The Race to Remanufacture

by Derek Guest

Source: The Engineer

3D printing is giving old machines and equipment a new lease of life. But can the new technology perform as well as the original part?

The 3D printing industry is 'choking off its own revolution'. Those were the words of designer Francis Bitoniti earlier this summer, as he described how the technology had become associated with toy-like machines and overpriced materials.

The problem is that the promise of 3D printing often can often be vastly different  from the reality. The technology has been hailed as the solution to everything from self-assembling furniture to custom-made prosthetics. In reality, however, 3D printing has largely been confined to creating prototypes rather than the final product.
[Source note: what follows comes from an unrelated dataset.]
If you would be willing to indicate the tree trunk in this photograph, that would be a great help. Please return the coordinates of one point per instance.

But while consumer products have proven difficult for technology, there is one area that is beginning to benefit hugely from 3D printing: remanufacturing. The process involves the disassembly of products, during which  parts are cleaned, repaired or replaced then reassembled. It can often be costly, time consuming and labour intensive. But 3D printing could change that.

"Remanufacturing is more efficient than recycling because only a small portion of the part needs to be remade instead of the entire thing," Dr Jason Jones, co-founder and chief executive of Hybrid Manufacturing Technologies, told The Engineer.

Remanufacturing recaptures the value given to the product when it was first manufactured. While it is an ideal solution in terms of cost and energy, for older machines it can prove difficult to get the needed parts to replace those that are worn or broken. That is where 3D printing can help.